Today’s edition of quick hits.
* The aftermath in Pakistan: “Former Prime Minister Benazir Bhutto, her return from exile shattered by a suicide attack that killed up to 136 people, blamed militants Friday for trying to kill her and said she would not “surrender our great nation” to them…. ‘There was one suicide squad from the Taliban elements, one suicide squad from al-Qaida, one suicide squad from Pakistani Taliban and a fourth group, I believe, from Karachi,’ she in a news conference.”
* This ought to be interesting: “A U.S. magistrate on Friday rejected arguments by the Bush administration and urged a federal judge to order the White House to preserve copies of all its e-mails. U.S. Magistrate Judge John M. Facciola said it is necessary to hold out the threat of a contempt-of-court citation to ensure that White House personnel safeguard backup tapes of electronic messages that may have been deleted. Whether to issue the order is up to U.S. District Judge Henry Kennedy. The Bush administration has 10 days to say why Kennedy should not order preservation of electronic communications by White House officials and aides.”
* Chris Dodd says he will filibuster the FISA bill, if it reaches the floor with telecom immunity, and if the Senate leadership moves forward with the bill despite his plan to put a hold on the legislation.
* I’ll have plenty on the Values Voter Summit tomorrow, but in the meantime, this seems newsworthy: “At the FRC gathering today, Fred Thompson approvingly quoted the words of one Andrew Roberts, a right-wing British historian who has been hosted at the White House by President Bush and has dined with Vice President Cheney and Karl Rove — and whose writings are quite literally an apologia for 19th and early 20th-century imperialism, concentration camps, and massacres of indigenous peoples.”
* I’m glad to see Obama stepping up on this: “In a letter today, Sen. Barack Obama (D-IL) urged the acting attorney general to fire voting rights section chief John Tanner. Citing Tanner’s remarks earlier this month that ‘minorities don’t become elderly the way white people do: They die first,’ Obama wrote that ‘Through his inexcusable comments, Mr. Tanner has clearly demonstrated that he possesses neither the character nor the judgment to be heading the Voting Rights Section.’ He concluded: ‘For that reason, I respectfully request that you remove him from his position.'”
* The Pentagon is still trying to explain why several nuclear warheads were recently transported across the country by mistake.
* The stock market looked pretty scary today.
* The GOP hissy fit notwithstanding, Rep. Pete Stark (D-Calif.) isn’t going to apologize: “I may have dishonored the commander in chief, but I think he’s done pretty well to dishonor himself without any help from me…. The fact is that I do support the troops in Iraq. They’re there fighting to protect our children here. I think (Republicans) owe the troops in Iraq an apology for not protecting the children that those troops left behind.”
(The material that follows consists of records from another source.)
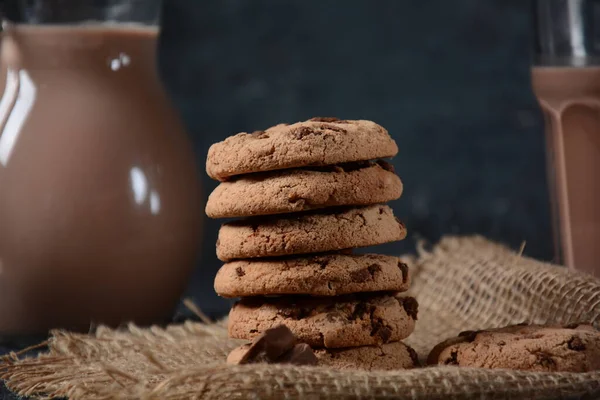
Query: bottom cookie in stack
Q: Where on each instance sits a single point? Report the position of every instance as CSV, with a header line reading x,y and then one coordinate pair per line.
x,y
360,330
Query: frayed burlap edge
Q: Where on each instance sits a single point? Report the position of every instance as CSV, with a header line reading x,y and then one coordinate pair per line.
x,y
462,283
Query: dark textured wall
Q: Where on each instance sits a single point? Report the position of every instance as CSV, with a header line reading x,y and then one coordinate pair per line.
x,y
449,79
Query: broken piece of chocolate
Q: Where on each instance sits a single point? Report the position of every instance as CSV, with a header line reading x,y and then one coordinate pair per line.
x,y
275,345
301,354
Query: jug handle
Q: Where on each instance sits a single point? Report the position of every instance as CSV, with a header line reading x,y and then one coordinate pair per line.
x,y
9,94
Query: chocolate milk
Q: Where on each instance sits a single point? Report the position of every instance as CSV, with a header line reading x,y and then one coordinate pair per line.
x,y
99,194
570,99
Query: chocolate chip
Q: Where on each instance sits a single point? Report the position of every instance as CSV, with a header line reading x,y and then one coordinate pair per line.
x,y
268,347
293,312
453,360
575,343
410,306
545,360
295,198
576,325
300,354
260,135
333,128
323,262
399,223
384,332
469,335
413,356
386,165
359,311
404,269
303,131
333,316
362,275
373,269
324,119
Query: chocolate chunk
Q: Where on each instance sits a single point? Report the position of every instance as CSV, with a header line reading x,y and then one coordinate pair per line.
x,y
304,131
469,335
324,119
384,332
400,223
333,316
296,198
260,134
300,354
374,268
386,165
268,347
362,275
413,356
410,306
359,311
334,128
576,344
545,360
453,360
404,269
294,312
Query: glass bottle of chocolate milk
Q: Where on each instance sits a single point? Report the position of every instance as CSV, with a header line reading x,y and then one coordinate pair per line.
x,y
99,193
566,81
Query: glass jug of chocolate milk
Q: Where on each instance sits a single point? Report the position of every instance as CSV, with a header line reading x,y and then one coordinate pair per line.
x,y
99,192
566,81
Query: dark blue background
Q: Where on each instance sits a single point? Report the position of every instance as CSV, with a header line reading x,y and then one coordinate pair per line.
x,y
450,80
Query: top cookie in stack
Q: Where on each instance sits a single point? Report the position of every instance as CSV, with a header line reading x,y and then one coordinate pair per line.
x,y
314,187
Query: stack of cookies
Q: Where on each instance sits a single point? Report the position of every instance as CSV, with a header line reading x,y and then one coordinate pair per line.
x,y
309,193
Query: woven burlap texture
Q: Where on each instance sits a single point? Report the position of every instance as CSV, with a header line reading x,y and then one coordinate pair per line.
x,y
462,283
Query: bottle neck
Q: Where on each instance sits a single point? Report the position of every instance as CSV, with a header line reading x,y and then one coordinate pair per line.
x,y
85,12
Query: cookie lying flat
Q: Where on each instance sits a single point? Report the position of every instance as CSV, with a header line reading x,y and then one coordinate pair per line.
x,y
293,190
322,275
574,348
318,141
314,232
332,322
389,356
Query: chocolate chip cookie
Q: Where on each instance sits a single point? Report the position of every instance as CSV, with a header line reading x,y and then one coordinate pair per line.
x,y
388,356
572,348
318,141
276,192
311,232
319,275
346,321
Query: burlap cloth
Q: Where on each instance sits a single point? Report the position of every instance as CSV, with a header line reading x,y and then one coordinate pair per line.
x,y
462,283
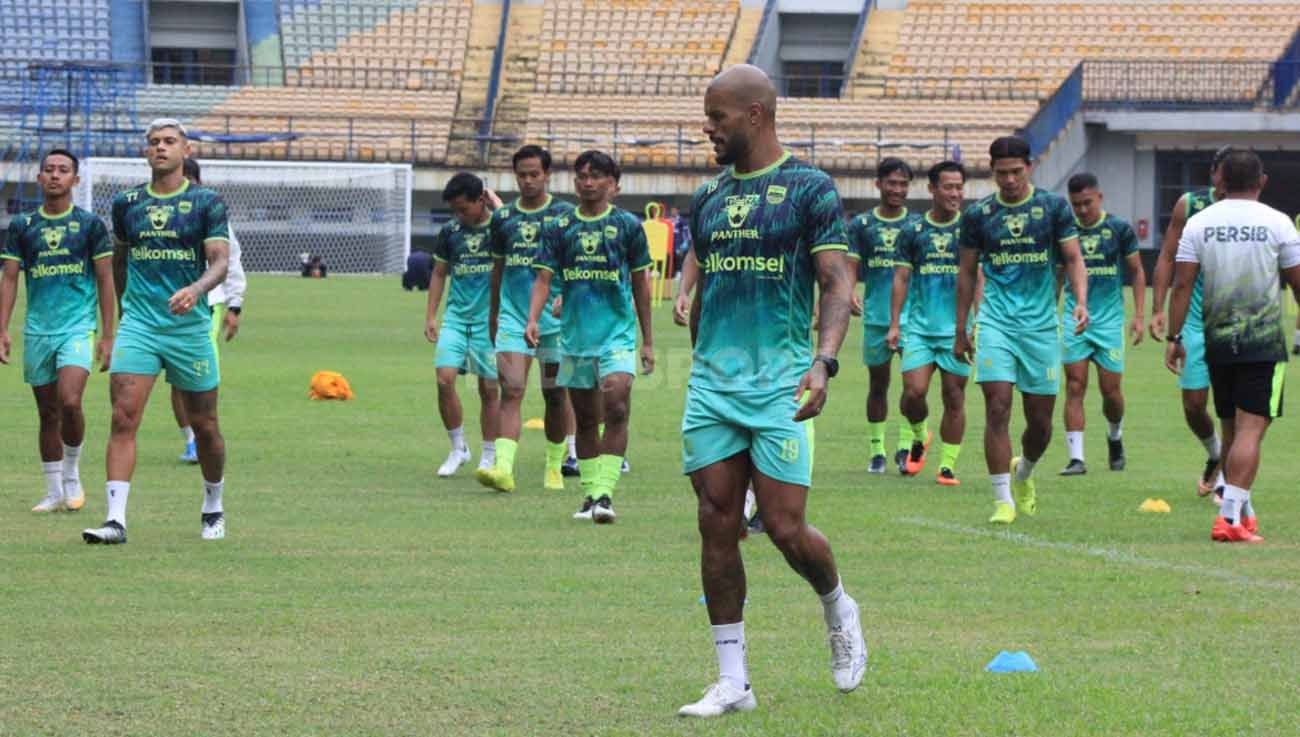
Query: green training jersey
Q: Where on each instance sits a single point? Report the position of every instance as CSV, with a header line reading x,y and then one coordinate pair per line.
x,y
164,237
930,250
1196,202
872,243
1019,247
467,252
754,237
59,254
593,260
516,237
1105,246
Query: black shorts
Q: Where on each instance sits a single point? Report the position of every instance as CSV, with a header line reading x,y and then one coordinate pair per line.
x,y
1249,387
* Rush Limbaugh apparently doesn’t listen to his own show.
* The punishment isn’t as severe as I’d like, but the FCC did come down on Armstrong Williams and Sinclair: “The Federal Communications Commission issued a citation on Thursday against a conservative commentator for promoting the Bush administration’s education plan without disclosing that he had been paid to do so. The commentator, Armstrong Williams, whose firm was also cited, was not subject to any fines for a first violation of F.C.C. rules, because he and his company are not broadcasters. But the agency said it had fined two broadcasting companies, including the Sinclair Broadcast Group, for putting on the air programs distributed by Mr. Williams and his company, the Graham Williams group, without properly disclosing who had sponsored them.”
* Henry Waxman isn’t done with Blackwater yet.
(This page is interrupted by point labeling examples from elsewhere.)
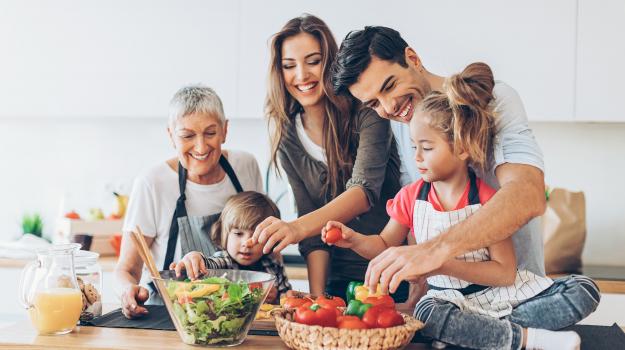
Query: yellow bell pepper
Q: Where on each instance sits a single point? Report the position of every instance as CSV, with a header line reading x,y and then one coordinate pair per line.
x,y
362,292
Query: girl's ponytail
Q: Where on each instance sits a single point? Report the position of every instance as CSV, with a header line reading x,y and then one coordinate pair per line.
x,y
469,94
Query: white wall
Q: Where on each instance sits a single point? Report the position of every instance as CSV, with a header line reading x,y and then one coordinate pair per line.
x,y
84,160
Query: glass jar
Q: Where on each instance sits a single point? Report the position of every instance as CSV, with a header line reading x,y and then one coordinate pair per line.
x,y
89,277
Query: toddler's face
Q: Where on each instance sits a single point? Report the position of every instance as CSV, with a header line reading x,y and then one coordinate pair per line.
x,y
242,251
435,158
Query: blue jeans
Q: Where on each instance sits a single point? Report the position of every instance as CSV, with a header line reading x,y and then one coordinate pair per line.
x,y
568,301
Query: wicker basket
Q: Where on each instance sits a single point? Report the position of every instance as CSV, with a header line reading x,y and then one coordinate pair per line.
x,y
304,337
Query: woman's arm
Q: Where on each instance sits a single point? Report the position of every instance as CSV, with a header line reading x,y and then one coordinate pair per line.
x,y
500,271
315,252
362,193
128,274
368,246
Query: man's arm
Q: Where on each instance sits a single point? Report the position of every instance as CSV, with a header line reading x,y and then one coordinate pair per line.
x,y
521,198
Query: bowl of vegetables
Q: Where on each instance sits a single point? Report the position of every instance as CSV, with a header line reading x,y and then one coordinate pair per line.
x,y
218,308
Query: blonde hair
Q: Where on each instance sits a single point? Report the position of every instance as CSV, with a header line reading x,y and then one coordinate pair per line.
x,y
281,107
244,210
462,112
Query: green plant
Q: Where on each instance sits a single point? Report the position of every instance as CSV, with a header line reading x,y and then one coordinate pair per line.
x,y
32,224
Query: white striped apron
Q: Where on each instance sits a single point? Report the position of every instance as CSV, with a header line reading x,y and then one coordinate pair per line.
x,y
493,301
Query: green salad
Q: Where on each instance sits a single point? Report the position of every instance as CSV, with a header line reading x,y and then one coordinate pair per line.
x,y
214,310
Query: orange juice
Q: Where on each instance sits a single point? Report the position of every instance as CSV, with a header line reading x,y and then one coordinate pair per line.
x,y
56,310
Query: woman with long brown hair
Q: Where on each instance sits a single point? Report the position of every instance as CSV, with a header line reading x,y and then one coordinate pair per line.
x,y
340,159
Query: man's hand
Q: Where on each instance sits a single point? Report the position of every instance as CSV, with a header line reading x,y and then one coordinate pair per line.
x,y
404,263
132,299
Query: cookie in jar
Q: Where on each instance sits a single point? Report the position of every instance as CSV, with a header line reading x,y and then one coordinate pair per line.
x,y
89,277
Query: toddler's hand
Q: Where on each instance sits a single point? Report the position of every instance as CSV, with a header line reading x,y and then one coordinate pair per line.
x,y
335,233
193,263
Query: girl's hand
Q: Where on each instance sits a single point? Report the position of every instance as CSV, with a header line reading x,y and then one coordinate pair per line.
x,y
272,296
193,263
276,234
347,238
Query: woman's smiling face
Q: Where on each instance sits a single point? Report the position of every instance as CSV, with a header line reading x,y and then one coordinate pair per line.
x,y
302,68
197,138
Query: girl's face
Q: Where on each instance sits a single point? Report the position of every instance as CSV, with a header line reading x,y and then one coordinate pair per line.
x,y
301,69
198,138
239,249
435,158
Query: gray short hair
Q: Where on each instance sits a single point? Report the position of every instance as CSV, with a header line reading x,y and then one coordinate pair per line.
x,y
195,99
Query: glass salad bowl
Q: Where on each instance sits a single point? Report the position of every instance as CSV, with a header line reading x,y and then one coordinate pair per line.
x,y
216,309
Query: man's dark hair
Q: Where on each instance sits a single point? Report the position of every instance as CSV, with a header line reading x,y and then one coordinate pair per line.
x,y
356,50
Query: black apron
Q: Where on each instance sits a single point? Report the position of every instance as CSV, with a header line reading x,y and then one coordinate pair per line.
x,y
194,231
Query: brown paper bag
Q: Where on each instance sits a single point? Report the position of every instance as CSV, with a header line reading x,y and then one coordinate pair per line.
x,y
564,231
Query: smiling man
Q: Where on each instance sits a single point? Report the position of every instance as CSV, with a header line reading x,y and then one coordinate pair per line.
x,y
377,66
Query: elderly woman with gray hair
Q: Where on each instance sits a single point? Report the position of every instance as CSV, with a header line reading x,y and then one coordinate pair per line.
x,y
175,202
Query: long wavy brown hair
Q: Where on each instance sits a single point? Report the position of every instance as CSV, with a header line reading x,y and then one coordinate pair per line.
x,y
281,108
* It sounds like something out of a science fiction movie: “[M]any advanced military weapons are essentially robotic — picking targets out automatically, slewing into position, and waiting only for a human to pull the trigger. Most of the time. Once in a while, though, these machines start firing mysteriously on their own. The South African National Defence Force ‘is probing whether a software glitch led to an antiaircraft cannon malfunction that killed nine soldiers and seriously injured 14 others during a shooting exercise on Friday.'”
* Oh my: “James D. Watson, who shared the 1962 Nobel prize for deciphering the double-helix of DNA, apologized ‘unreservedly’ yesterday for comments reported this week suggesting that black people, over all, are not as intelligent as whites. In an interview published Sunday in The Times of London, Dr. Watson is quoted as saying that while ‘there are many people of color who are very talented,” he is “inherently gloomy about the prospect of Africa.’ … ‘All our social policies are based on the fact that their intelligence is the same as ours — whereas all the testing says not really.'” Watson apologized, but would not say whether he was misquoted.
* For every instance that the right doesn’t question our patriotism, there’s an example of the right questioning our patriotism.
* And finally, if you’re like me, you’ll be pleased to know that Comedy Central has extended Jon Stewart’s contract, and the host of The Daily Show will be on for at least another three years. For a fake-news show, it’s the most informative thing on TV.
Anything to add? Consider this an end-of-the-day open thread.